ABC‘s new afternoon children’s show ARVO isn’t just short for “afternoon” but actually stands for Alexander’s Recycled Visual Offerings, Alexander being the bunyip who will co-host the program.
ATV0 is working to revamp the magazine segment of its Sunday night news bulletin. Former radio and TV presenter Paul Jennings, who joined ATV0 as a weather man, is now in charge of the fifteen-minute segment which he hopes to revamp from pre-packaged films to more topical segments and interviews.
Melbourne-born opera singer Jon Weaving and his French wife Monique Brynnel will be the stars of this year’s first Music To The People concert to be staged at the Myer Music Bowl. The second half of the concert will be televised live through HSV7.
Viewpoint: Letters to the Editor:
“I like live shows, in preference to movies, and when TEN10 put on The Steve Raymond Show, I was most delighted. Oh boy, was I in for a complete let down. Steve Raymond is a very, very poor imitation of Mike Walsh, or any other compere.” J. Long, NSW.
“I’m no sports fan, but I’d like to congratulate the TV channels for their excellent sports coverages, which many people do enjoy, particularly elderly or incapacitiated persons, who are unable to attend these events.” B. Reynolds, VIC.
“Thank heavens the World Series Cricket cricketers are leaving for the West Indies soon. The Nine Network once had some pretty good programs. But one has become bored with the same players and the same ads all the time. Good luck to the well-paid players but can’t they just take their circus away from the air-waves and give us a respite from what used to be a dignified game? I think the commercial over-kill of a once grand game could really slaughter it.” F. Howard, NSW.
“Why, oh why, do ABC newsreaders – on both TV and radio – say “following” when they usually mean “after”? Once I even heard a news item about a man who died “following” a funeral – which gave the impression he was in the cortege at the time.” J. Jessup, NSW.
What’s On (February 17-23):
On Saturday afternoon, ABC presents live coverage of the 1979 Victorian Open Golf Championship from Kingston Heath Golf Course, while at the same time, HSV7 presents live coverage from the World Of Sport Expo being held at the Melbourne Exhibition Buildings with special guests including Ron Barassi, Mike Willesee, Sir William McMahon, George Mallaby, Michael Pate and Jon English.

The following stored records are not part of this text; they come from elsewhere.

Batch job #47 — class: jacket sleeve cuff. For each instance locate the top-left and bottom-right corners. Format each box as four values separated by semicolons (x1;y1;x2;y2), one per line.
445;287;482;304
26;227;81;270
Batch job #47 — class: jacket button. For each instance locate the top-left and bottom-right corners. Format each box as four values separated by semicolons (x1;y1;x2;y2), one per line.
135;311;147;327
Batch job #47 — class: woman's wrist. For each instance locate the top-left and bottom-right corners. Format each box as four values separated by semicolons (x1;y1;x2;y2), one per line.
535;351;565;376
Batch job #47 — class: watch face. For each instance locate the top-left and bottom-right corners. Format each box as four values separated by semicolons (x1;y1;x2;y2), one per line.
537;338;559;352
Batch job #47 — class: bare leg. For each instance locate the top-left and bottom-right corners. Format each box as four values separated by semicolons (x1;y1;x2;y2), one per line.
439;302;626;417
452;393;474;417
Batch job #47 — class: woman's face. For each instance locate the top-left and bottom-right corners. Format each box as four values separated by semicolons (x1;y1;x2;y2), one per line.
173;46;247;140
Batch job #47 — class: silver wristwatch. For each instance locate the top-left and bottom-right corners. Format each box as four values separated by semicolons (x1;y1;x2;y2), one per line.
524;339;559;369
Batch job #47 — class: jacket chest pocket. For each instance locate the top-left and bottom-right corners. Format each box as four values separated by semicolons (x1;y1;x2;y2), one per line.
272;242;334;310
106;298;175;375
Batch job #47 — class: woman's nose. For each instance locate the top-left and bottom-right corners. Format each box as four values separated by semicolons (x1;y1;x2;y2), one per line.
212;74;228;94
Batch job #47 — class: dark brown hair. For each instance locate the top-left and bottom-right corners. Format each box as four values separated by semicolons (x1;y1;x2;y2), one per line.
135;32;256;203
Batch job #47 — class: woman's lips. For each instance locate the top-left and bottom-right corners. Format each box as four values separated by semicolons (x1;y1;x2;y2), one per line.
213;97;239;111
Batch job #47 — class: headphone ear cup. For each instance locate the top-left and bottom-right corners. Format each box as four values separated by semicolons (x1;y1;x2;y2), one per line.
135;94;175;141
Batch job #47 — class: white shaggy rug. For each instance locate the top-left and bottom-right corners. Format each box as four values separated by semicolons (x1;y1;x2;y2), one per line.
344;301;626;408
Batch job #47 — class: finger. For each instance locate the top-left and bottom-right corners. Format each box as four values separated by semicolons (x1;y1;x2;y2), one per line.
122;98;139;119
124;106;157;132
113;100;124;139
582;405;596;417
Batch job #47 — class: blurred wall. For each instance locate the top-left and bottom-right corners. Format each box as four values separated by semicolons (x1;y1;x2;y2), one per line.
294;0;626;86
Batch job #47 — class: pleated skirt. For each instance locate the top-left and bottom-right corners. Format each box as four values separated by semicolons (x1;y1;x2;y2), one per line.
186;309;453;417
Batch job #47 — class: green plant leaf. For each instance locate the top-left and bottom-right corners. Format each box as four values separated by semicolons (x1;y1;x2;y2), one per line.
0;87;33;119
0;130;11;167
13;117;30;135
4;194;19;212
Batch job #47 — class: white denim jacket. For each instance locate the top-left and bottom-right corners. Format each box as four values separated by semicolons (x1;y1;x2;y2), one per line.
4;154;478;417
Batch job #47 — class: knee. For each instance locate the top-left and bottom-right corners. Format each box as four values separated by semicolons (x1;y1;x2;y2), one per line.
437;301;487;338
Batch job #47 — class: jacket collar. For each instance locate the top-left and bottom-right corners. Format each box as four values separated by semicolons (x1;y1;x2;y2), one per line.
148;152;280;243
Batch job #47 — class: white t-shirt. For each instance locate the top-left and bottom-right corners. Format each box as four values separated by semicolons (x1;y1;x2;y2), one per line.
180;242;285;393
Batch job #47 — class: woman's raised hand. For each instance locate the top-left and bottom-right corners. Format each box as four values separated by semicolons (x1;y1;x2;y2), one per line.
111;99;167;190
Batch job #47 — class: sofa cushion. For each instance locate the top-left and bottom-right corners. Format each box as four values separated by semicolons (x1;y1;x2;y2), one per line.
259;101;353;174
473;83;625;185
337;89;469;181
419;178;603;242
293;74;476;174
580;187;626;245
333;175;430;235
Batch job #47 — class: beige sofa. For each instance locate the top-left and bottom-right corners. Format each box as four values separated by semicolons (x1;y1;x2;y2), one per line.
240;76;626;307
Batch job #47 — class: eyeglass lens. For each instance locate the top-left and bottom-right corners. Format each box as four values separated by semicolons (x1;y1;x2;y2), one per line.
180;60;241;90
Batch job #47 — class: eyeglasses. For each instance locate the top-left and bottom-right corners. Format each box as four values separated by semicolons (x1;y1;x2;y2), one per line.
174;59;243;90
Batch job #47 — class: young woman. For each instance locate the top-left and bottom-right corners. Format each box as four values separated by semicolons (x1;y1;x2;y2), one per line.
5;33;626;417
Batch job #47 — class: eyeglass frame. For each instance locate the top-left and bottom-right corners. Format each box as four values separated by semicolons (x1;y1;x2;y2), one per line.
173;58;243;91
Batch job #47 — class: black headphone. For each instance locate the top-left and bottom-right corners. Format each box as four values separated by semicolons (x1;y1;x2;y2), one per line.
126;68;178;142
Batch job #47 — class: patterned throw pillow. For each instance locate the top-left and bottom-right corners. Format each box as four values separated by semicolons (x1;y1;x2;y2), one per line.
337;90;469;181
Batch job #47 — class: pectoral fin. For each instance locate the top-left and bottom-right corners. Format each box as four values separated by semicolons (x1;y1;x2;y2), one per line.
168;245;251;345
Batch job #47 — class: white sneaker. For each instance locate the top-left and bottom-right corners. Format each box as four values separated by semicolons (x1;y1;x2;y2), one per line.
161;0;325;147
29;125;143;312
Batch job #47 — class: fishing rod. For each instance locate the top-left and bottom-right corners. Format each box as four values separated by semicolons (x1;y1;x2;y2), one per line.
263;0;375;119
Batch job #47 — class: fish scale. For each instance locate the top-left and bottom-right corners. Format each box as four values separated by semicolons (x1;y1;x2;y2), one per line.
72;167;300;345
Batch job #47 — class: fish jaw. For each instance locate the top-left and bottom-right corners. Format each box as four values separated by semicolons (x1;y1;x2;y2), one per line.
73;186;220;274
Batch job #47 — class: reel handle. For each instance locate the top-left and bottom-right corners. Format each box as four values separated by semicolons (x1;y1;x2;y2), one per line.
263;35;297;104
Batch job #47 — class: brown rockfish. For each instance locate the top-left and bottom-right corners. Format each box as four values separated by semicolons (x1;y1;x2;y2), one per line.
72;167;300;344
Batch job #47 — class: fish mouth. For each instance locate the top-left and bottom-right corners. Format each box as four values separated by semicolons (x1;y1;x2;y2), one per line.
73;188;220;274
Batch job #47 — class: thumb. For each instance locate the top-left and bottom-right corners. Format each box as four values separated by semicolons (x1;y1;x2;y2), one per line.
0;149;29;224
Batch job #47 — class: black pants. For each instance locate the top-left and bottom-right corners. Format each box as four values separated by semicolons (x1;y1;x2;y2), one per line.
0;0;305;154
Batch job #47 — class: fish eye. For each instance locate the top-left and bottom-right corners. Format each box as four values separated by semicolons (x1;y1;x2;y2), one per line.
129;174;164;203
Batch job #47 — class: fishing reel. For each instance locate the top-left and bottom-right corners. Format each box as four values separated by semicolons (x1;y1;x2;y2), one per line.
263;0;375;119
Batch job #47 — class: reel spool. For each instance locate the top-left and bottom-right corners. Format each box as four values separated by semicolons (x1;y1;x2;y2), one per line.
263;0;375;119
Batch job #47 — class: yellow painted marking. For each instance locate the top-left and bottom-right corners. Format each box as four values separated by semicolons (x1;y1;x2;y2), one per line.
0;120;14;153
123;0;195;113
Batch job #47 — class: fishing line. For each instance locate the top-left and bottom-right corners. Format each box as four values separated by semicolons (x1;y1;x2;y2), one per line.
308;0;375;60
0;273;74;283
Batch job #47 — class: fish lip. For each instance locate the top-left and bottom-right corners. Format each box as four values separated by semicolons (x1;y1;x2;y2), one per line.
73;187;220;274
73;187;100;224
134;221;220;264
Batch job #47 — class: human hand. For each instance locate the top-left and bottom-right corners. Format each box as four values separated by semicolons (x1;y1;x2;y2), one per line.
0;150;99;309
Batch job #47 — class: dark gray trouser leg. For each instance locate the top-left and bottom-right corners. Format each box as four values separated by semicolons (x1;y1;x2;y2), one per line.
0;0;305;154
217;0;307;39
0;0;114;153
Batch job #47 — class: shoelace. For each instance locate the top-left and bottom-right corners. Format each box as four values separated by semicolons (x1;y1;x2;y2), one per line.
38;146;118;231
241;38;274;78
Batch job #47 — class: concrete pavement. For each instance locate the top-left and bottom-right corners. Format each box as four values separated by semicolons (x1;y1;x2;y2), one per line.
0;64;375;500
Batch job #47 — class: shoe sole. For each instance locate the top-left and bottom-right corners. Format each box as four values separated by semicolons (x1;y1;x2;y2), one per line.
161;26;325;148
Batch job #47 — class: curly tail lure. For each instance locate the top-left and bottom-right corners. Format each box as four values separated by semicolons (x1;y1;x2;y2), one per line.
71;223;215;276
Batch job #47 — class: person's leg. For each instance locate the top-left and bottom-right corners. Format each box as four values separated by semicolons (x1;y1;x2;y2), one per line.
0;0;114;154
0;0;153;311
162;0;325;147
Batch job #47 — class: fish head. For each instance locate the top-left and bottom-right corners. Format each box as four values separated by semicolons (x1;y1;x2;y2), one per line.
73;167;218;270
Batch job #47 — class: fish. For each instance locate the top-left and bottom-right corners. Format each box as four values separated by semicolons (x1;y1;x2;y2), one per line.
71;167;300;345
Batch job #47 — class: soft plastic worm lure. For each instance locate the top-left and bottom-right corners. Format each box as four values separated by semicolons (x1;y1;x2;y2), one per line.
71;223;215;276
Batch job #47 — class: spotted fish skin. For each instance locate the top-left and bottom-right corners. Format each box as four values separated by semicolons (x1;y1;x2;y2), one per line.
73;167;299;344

Monday night sees the debut of ABC‘s Nationwide current affairs program, while ATV0 starts a re-run, continuing over six nights, of the hit US mini-series Roots in the lead-up to the sequel mini-series, Roots: The Next Generations, to air later in the year. Later in the evening, HSV7 starts a repeat screening of the former ABC comedy series Alvin Purple.

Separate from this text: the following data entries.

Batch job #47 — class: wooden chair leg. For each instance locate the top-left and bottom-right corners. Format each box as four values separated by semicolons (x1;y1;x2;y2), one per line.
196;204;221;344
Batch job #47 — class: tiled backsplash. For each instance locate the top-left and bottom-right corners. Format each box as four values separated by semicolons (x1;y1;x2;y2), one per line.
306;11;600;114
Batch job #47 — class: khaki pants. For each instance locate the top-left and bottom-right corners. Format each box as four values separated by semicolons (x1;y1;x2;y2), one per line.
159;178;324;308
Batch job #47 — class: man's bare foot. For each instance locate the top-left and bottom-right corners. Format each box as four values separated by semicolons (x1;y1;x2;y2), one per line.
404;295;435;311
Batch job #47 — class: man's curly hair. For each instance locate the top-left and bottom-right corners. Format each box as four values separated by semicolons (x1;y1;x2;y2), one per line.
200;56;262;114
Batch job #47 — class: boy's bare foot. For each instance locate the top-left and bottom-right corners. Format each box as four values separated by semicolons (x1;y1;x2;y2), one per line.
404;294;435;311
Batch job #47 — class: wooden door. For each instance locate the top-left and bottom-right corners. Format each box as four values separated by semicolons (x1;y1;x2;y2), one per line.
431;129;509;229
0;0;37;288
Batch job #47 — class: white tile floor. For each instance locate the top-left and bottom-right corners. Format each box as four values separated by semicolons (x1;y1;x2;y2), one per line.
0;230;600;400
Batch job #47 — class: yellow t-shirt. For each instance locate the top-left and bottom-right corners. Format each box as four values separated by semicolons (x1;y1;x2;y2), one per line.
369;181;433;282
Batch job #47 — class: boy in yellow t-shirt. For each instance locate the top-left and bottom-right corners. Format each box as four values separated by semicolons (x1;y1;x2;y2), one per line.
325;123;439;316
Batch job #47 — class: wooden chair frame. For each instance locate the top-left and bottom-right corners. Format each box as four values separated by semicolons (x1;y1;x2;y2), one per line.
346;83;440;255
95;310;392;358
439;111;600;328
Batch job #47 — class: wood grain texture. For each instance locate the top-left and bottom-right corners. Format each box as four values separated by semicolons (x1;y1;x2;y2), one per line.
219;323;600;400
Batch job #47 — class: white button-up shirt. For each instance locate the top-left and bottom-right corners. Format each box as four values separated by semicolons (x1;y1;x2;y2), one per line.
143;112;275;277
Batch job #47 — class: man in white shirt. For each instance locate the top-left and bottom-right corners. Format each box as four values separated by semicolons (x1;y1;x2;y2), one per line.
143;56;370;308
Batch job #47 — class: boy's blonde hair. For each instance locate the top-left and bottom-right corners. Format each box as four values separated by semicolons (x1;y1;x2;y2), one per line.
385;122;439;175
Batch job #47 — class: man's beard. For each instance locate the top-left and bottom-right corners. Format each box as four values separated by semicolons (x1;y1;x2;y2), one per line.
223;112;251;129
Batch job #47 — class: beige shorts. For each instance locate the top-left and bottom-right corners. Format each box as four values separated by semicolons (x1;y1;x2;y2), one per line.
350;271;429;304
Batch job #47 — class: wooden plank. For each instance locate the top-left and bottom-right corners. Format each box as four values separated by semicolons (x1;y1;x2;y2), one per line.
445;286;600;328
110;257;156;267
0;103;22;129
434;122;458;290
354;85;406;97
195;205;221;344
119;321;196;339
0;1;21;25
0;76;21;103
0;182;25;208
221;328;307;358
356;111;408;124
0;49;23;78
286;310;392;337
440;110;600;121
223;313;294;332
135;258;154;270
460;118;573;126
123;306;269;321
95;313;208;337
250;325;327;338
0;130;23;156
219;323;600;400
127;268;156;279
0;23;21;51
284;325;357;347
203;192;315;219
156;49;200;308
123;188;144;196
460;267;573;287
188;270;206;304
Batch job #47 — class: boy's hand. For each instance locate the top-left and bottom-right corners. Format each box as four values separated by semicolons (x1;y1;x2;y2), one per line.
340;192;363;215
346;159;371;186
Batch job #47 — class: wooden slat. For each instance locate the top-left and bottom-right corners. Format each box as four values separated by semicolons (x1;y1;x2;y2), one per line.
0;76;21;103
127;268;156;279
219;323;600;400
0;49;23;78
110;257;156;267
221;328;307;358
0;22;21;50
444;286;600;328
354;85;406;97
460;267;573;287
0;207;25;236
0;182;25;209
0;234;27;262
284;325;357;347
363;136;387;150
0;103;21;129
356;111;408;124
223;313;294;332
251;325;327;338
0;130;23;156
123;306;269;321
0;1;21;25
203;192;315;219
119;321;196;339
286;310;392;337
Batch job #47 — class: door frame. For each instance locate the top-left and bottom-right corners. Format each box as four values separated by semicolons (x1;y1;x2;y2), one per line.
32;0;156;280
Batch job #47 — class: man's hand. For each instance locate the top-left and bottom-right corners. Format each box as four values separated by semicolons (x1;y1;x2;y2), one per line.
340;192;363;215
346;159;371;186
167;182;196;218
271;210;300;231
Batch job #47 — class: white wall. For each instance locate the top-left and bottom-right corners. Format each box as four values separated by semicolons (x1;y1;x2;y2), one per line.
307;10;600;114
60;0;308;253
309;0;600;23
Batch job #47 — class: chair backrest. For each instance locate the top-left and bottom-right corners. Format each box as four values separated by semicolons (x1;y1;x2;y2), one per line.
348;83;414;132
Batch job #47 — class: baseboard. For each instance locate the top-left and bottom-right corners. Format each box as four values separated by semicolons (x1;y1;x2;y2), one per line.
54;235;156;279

GTV9‘s The Don Lane Show returns for another year with the first show highlighted by a satellite interview with Hollywood actor Clint Eastwood. The first show will also include a direct coverage of a stunt in the GTV9 carpark performed by American stunt star Evel Knievel. ATV0‘s Peter Couchman Tonight also returns for another year, screening five nights a week.
Sunday night movies are The Tamarind Seed (HSV7) and Vegas (GTV9). ATV0 screens the UNICEF Concert: A Gift Of Song, held at the UN General Assembly in New York in January as the launch event for International Year Of The Child. Hosted by David Frost with Henry Fonda, Gilda Radner and Henry Winkler, the concert includes performances by the Bee Gees, Olivia Newton-John, ABBA, John Denver, Earth Wind And Fire, Andy Gibb, Rita Coolidge and Kris Kristofferson. ATV0 then follows up the concert with the movie comedy What’s Up Doc?